Lesson 7
Inequivalent Equations
- Let’s see what happens when we square each side of an equation.
Problem 1
Noah solved the equation \(5x^2=45\). Here are his steps:
\(\begin{align} 5x^2 &= 45 \\ x^2 &= 9 \\ x &= 3 \\ \end{align}\)

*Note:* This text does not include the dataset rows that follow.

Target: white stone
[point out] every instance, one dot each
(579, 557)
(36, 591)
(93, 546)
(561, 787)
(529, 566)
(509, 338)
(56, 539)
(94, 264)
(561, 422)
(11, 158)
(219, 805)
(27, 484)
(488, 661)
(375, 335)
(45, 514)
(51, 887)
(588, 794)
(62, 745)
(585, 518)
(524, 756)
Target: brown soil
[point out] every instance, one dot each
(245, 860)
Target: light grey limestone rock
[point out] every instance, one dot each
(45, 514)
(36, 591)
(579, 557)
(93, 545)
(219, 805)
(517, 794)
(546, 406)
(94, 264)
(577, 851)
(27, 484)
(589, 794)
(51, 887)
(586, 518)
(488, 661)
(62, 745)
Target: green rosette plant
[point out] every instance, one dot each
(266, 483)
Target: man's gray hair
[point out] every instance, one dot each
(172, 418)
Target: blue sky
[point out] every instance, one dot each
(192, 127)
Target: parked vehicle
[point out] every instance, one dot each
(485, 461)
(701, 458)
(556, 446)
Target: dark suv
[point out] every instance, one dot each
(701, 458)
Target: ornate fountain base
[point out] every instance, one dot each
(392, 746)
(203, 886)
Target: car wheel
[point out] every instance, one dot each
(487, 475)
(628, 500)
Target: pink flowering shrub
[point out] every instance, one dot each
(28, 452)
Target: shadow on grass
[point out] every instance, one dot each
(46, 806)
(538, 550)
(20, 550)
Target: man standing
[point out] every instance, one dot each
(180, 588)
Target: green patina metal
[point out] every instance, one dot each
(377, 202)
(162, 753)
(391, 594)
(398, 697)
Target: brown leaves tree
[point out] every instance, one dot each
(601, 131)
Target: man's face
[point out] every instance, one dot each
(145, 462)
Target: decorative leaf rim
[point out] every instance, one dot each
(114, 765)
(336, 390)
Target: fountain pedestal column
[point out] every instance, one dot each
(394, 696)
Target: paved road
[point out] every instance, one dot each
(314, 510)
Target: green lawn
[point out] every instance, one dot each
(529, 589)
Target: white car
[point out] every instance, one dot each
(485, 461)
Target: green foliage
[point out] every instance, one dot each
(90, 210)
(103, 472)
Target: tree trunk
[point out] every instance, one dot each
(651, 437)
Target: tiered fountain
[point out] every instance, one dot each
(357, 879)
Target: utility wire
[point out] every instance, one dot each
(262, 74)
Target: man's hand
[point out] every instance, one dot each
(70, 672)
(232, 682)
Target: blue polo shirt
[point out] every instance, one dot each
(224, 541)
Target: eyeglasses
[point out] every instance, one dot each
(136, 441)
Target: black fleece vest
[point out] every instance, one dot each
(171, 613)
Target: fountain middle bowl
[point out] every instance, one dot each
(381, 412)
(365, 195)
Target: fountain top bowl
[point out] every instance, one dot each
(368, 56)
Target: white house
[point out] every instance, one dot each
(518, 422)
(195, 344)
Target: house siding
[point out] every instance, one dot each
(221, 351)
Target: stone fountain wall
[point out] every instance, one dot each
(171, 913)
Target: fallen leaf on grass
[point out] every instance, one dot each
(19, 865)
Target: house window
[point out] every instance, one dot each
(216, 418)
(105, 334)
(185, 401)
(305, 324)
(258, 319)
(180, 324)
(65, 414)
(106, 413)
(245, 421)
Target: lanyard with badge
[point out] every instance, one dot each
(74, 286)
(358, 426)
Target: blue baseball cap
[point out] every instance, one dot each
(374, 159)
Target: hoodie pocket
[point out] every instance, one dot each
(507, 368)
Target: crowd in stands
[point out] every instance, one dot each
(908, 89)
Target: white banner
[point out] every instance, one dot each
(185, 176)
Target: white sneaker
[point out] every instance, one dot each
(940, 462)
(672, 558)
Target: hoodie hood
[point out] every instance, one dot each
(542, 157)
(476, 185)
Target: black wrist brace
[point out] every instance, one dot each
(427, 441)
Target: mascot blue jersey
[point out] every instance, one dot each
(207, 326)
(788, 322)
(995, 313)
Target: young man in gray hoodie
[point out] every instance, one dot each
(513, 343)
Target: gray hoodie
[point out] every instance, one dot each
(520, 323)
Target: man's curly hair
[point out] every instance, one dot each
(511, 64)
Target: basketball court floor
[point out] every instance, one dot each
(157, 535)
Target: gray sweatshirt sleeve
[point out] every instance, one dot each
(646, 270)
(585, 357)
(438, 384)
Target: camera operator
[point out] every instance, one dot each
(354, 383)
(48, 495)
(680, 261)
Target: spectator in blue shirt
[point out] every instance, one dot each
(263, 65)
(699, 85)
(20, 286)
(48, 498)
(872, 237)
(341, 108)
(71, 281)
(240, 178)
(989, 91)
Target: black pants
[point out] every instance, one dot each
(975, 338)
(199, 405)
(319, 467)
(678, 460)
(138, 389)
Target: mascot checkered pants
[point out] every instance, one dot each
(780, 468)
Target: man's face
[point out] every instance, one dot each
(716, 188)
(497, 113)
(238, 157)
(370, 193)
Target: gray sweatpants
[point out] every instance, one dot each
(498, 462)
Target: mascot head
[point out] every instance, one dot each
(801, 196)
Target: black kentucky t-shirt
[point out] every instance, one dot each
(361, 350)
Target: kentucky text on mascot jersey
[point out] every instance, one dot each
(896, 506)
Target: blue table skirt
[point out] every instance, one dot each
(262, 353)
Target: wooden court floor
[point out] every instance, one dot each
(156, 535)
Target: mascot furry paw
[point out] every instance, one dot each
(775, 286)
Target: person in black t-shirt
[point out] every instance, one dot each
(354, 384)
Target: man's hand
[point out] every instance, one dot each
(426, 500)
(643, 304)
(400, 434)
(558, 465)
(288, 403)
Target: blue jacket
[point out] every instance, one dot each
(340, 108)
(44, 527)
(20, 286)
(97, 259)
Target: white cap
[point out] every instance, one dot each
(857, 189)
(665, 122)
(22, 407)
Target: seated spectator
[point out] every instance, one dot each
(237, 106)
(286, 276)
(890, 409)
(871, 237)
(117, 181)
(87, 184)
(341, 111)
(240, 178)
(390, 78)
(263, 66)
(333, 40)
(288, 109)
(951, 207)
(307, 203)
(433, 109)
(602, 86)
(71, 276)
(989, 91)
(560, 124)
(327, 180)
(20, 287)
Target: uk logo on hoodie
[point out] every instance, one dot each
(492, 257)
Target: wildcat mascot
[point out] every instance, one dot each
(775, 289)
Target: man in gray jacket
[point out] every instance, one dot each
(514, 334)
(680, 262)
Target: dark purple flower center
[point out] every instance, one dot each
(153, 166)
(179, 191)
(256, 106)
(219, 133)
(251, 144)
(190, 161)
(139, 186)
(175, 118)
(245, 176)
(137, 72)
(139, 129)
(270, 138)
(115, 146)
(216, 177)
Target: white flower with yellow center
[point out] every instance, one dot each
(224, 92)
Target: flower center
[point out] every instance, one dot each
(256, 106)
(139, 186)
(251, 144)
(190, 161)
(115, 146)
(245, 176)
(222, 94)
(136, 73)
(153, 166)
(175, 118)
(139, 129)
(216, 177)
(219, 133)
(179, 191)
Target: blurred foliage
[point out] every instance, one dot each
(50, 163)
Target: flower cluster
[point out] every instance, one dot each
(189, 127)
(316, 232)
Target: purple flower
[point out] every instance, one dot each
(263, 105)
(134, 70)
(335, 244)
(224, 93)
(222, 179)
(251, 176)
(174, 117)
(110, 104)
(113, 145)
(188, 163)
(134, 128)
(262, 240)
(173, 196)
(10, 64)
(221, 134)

Do you agree with Noah? Explain your reasoning.
Problem 2
Find the solution(s) to each equation, or explain why there is no solution.
- \(\sqrt{x+4}+7=5\)
- \(\sqrt{47-x}-2 = 4\)
- \(\frac12 \sqrt{20+x} = 5\)
Problem 3
Which is a solution to the equation \(\sqrt{5-x}+13=4\)?
86
81
9
The equation has no solution.
Problem 4
Select all expressions that are equal to \(\frac{1}{(\sqrt2)^5}\).
\(\text- \frac{5}{\sqrt2}\)
\(\frac{1}{\sqrt{2^5}}\)
\(\frac{1}{\sqrt{32}}\)
\(\text- (\sqrt2)^5\)
\(\text- 2^{\frac52}\)
\(2^{\text- \frac52}\)
Problem 5
Which are the solutions to the equation \(x^2=36\)?
6 only
-6 only
6 and -6
This equation has no solutions.
Problem 6
Here is a graph of \(y=x^2\).
- Use the graph to estimate all solutions to the equation \(x^2=3\).
- If you square your estimates, what number should they be close to?
- Square your estimates. How close did you get to this number?
Problem 7
The polynomial function \(q(x)=3x^3+11x^2-14x-40\) has a known factor of \((3x + 5)\). Rewrite \(q(x)\) as the product of linear factors.